Chi è Justine? E’, donna trentenne
che ha già alle spalle un matrimonio difficile per la mancanza di dialogo con
il marito Phil, un desiderio di
maternità che non riesce a realizzare, ponendola così davanti ad una crisi
esistenziale. E proprio in questa crisi smette di essere “la brava ragazza” che tutti le riconoscono. Rompe i suoi schemi,
rompe la sua routine ma per cosa? Per l’ebbrezza della libertà di vivere alla
giornata o per liberarsi dei problemi che sono per lei insormontabili? Non posso darvi la risposta perché svelerei tutto il film. Ma posso dire
questo: a volte, ciò che reputiamo noioso, stantio, troppo ordinario non è poi
così sbagliato. A volte la vita che vorremmo non coincide con quella che
viviamo, perché abbiamo in testa davvero un film. Arriva la realtà che muta
questo aspetto e allora vediamo tutto da un’altra prospettiva. Più traumatico è
accettare questa nuova prospettiva, possiamo accettarla inizialmente ma viverla
e, quindi accettarla in pieno, è più complesso. Non è semplice vivere l’ordinario.
Come non è semplice vivere perennemente nella fantasia. Holden, il personaggio cooprotagonista interpretato da un bravo Jake Gyllenhaal, non accetta la realtà. E’
un bambino nel corpo di un adulto, che vede Justine
come donna della sua vita ma anche la donna che può curarlo, accudirlo,
capirlo. Ha creato un mondo fantastico a tal punto da rifiutarsi di vivere
nella realtà, e chi non accetta questo suo mondo lo reputa un nemico, un
qualcuno cui trasmettere la propria rabbia e frustrazione.

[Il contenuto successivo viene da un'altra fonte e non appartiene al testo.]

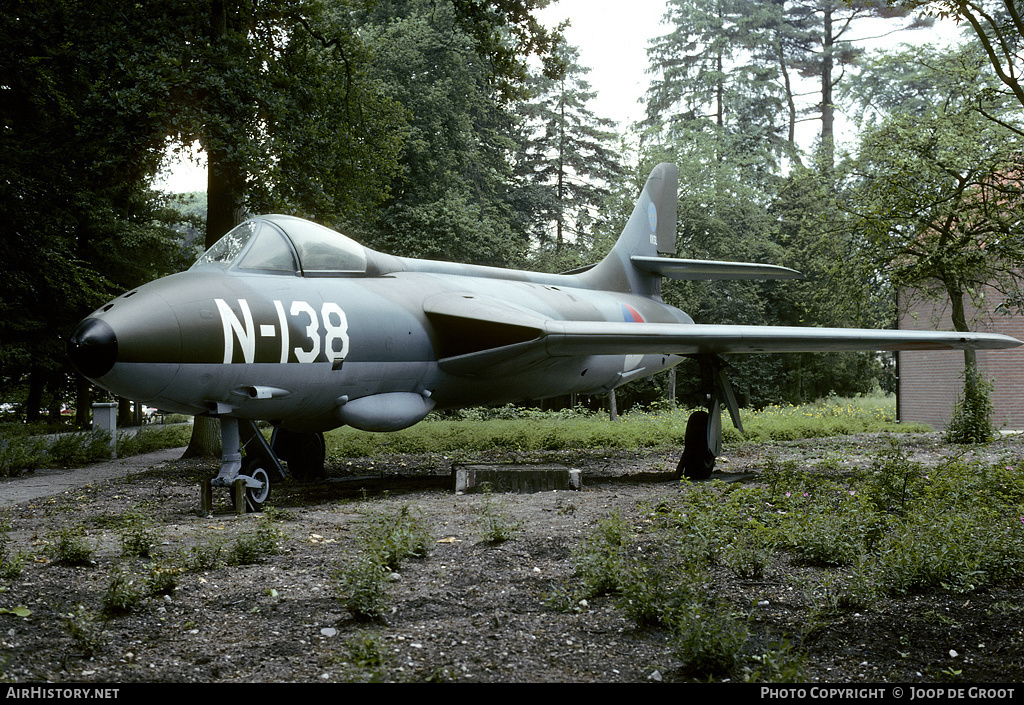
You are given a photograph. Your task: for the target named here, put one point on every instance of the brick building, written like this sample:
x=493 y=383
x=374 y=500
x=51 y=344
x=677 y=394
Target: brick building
x=930 y=381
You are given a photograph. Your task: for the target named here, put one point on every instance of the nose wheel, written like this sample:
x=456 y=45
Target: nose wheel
x=702 y=442
x=258 y=484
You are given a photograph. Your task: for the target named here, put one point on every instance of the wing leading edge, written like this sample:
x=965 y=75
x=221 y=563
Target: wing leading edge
x=580 y=338
x=573 y=338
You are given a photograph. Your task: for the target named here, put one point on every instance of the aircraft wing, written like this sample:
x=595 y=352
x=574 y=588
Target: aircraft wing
x=542 y=341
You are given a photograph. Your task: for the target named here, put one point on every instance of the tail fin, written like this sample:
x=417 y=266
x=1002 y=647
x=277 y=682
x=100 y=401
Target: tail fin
x=650 y=231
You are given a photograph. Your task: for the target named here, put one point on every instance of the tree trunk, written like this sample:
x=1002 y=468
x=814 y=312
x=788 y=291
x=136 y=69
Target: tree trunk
x=205 y=441
x=225 y=193
x=958 y=318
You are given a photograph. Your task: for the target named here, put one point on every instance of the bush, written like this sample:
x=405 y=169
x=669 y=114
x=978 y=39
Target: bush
x=972 y=418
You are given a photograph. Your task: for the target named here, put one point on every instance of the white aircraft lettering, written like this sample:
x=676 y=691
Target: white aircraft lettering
x=331 y=319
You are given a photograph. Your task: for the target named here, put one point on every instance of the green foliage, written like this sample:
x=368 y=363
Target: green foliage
x=895 y=529
x=10 y=565
x=70 y=547
x=361 y=585
x=971 y=421
x=150 y=439
x=497 y=526
x=386 y=538
x=123 y=594
x=255 y=546
x=710 y=638
x=23 y=453
x=138 y=537
x=86 y=631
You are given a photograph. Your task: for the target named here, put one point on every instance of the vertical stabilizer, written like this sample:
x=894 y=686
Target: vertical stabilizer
x=650 y=231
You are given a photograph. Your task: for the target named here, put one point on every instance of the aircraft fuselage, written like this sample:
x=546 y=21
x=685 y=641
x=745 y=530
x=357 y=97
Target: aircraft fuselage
x=299 y=350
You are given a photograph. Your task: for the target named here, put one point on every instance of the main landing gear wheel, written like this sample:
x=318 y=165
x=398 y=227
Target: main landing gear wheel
x=697 y=460
x=304 y=453
x=255 y=497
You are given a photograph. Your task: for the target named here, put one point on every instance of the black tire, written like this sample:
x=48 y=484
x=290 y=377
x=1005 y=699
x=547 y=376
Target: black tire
x=697 y=461
x=255 y=498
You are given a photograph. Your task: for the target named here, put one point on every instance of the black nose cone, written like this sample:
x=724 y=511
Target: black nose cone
x=93 y=348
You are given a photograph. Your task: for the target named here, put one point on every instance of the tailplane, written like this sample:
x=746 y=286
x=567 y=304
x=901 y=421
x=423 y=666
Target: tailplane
x=649 y=232
x=637 y=261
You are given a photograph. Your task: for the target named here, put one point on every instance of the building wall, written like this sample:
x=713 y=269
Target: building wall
x=930 y=381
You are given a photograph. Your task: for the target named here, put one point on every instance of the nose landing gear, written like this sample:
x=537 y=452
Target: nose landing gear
x=702 y=442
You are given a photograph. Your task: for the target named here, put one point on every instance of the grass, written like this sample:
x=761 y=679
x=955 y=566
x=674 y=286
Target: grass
x=474 y=430
x=886 y=532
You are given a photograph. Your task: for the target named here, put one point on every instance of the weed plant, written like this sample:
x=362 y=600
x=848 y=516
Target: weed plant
x=70 y=547
x=971 y=421
x=385 y=539
x=475 y=430
x=253 y=547
x=496 y=525
x=897 y=529
x=138 y=537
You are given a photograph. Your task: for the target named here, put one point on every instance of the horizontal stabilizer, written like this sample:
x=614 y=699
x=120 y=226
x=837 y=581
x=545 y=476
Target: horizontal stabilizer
x=705 y=270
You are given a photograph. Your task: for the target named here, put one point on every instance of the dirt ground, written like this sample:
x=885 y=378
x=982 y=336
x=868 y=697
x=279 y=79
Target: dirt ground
x=470 y=611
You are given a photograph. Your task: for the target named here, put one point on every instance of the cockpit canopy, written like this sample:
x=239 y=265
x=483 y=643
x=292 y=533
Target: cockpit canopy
x=287 y=245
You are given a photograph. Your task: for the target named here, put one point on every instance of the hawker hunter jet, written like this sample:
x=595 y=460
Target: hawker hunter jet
x=289 y=322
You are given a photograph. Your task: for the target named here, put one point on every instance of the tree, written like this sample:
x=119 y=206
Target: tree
x=453 y=197
x=566 y=161
x=81 y=223
x=937 y=200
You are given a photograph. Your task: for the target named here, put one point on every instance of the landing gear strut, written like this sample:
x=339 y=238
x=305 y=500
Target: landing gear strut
x=251 y=480
x=702 y=443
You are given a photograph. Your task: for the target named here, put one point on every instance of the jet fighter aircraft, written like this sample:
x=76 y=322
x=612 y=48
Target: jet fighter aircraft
x=289 y=322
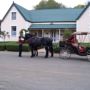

La trama: Justine (Jennifer Aniston) è una
donna trentenne, sposata con Phil (John C. Reilly) e lavora
in un grande magazzino. La donna è in un momento particolare, comincia a non
sopportare la sua routine. Gran parte della responsabilità la dà a Phil, che
reputa colpevole di non riuscire a metterla incinta perché passa il tempo con l’amico
Bubba
(Tim
Blake) a bere birra e a fumare spinelli. Tutto diventa inaspettato con
l’arrivo di Thomas Worther detto Holden (Jake Gyllenhaal), come l’eroe
del suo libro preferito che si porta sempre dietro. Holden ha un debole per
Justine che non esita a mostrare. Justine va in crisi quando Holden si dichiara
a lei e la sua amica e collega muore improvvisamente per aver mangiato delle
more. Justine comincerà a rompere gli schemi, a non essere più “la brava ragazza” che tutti reputano che
lei sia. Ma ciò fin dove la porterà? E’ davvero ciò che vuole?